The book is dedicated, most appropriately, to the memories of Serge Daney (1944-1992) and Raymond Durgnat (1932-2002). We are at the moment in the happy throes of full-press appreciation of Daney – whose contribution to the art and practice of criticism may well come to topple Bazin from his mighty throne. Durgnat is quite another matter. Far too “hot” and unresolved – even in his last book on Psycho – to win the love being lavished (quite deservedly) on Daney. One can scarcely guess what he would make of Kirarostami, Hou Hsiao-hsien and Tsai Ming-liang. Perhaps he might find such works as Close-up (Iran, 1990) and Taste of Cherry (France/Iran, 1997) an opportunity to re-evaluate neo-realism. Of the others it’s difficult to say. For my own part there’s much to admire in all three, yet I find the seemingly unfettered enthusiasm for Tsai Ming-liang hard to fathom in contrast to full-blooded same-sexuality of Chereau. Clearly Kangs-sheng Lee is Tsai Ming-liang’s Anna Karina. But there hasn’t been any real commentary on this fact.
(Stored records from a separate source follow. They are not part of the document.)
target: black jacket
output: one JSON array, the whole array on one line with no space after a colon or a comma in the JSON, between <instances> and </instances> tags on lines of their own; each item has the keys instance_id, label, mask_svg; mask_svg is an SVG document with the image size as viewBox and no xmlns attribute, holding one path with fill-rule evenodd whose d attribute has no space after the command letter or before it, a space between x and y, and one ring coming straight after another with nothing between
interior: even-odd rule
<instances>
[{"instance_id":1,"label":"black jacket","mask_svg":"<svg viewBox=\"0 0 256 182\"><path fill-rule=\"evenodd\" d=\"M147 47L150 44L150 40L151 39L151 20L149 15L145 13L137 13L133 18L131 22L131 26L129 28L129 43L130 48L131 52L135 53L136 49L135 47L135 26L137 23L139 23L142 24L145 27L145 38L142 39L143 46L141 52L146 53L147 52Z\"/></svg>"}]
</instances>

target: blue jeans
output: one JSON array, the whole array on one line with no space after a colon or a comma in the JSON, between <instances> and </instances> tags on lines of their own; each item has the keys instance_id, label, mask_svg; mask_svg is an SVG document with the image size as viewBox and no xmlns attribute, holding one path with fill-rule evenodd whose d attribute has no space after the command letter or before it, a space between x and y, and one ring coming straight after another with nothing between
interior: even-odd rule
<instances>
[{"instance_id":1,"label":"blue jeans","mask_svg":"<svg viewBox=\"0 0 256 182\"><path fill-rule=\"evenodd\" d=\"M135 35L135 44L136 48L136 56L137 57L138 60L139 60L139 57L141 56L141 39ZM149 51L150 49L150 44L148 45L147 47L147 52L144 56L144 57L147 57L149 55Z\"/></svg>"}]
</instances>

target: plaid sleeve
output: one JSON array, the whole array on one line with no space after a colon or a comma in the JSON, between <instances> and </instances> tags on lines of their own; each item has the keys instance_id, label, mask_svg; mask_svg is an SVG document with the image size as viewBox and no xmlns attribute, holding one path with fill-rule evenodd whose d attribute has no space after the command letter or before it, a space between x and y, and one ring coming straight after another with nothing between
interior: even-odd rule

Perhaps another time, another volume.
Still one can’t help but applaud Nicole Brenez when she notes “To write the history of contemporary cinema seems more urgent and difficult because, thanks to the increase and greater accessibility of technological tools, thanks to the diversity of artistic models, because of the spreading need for images, production is exploding.” In a very dark time this gives one hope.